This past Monday, just before Grandmama slipped out of consciousness for the last time, I was fortunate enough to be able to visit with her. When Tom and I walked into her hospital room, she lit up. Until the very end, it was clear she adored Tom every day of their 45 years together. Tom, Sarah Yates, and I spent long, difficult hours with Grandmama last Monday, but there were happy, wonderful, loving moments, too. We held hands with Grandmama. Her grip was strong, and she caressed the back of my hand with her thumb. With me that day, she spoke fondly of how she and I danced so many times together while watching the TV show “Lawrence Welk”… all in my single-digit years of life. Among her final words… she spoke of how she treasured the memories of our family vacations on Jekyll Island in the 1960s.

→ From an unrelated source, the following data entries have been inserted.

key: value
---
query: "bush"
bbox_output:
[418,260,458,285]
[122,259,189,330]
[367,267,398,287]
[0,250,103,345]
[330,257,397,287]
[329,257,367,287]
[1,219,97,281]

In 1968, after Grandmama married Tom, they moved to California. Tom, Pam, and Tim’s gain in California was a loss for Grandmama’s Georgia-based family and friends, who missed her presence here enormously. When I was 11 years old, my Mama shipped me off to California for a year to live with Grandmama… what turned out to be a glorious year during which I bonded further with Grandmama, while Tom, Pam, and Tim became a second family to me. In the 1980s, when Grandmama moved back to Atlanta, all of us here in Georgia were overjoyed… Grandmama was home.

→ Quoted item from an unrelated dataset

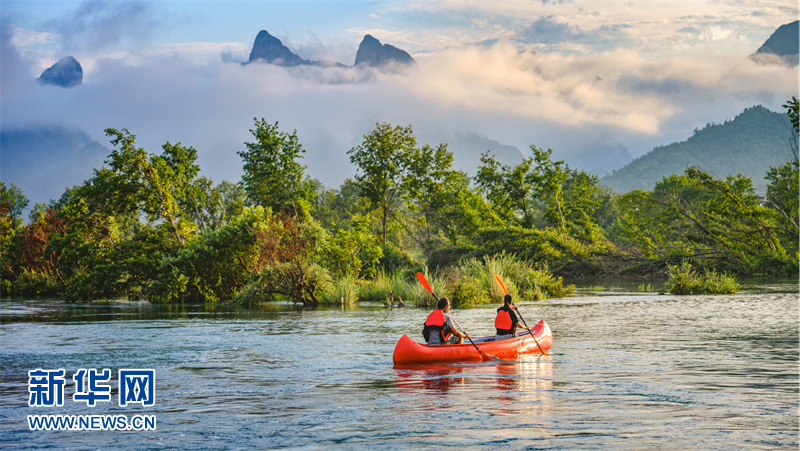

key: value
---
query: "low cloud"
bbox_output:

 My 50th birthday wish: to have lunch with my grandmother. Wish granted. October 16, 2010.
Because she had a burning desire to spend as much time as possible with her family, especially her grandkids and great-grandkids, she devised a brilliant scheme that would draw us to her like a high intensity magnet: Her Atlanta home would have a backyard swimming pool. With that swimming pool, she went from being the world’s most impressive Grandmama… to also being the coolest, most fun, and most popular one. Our extended family spent countless days in that swimming pool, including many a July 4th holiday. My children, Zoe and Dylan, learned to swim in that pool… and they went on to become phenomenal swim team competitors.
My kids adored their Great-Grandmama, as we all did.
This past Monday in the hospital, Grandmama knew the end was near. She said to Tom and me: “Tell everyone I had a good life, and I love them.”
For so many of us, she was one of the greatest blessings in our life. Until this week, I could never imagine life without my Grandmama. She was with us for so long, many of us convinced ourselves she would be with us forever. Now I know she will be. Grandmama, we will always love you, and you will always be part of us.
© 2011 Eason Jordan.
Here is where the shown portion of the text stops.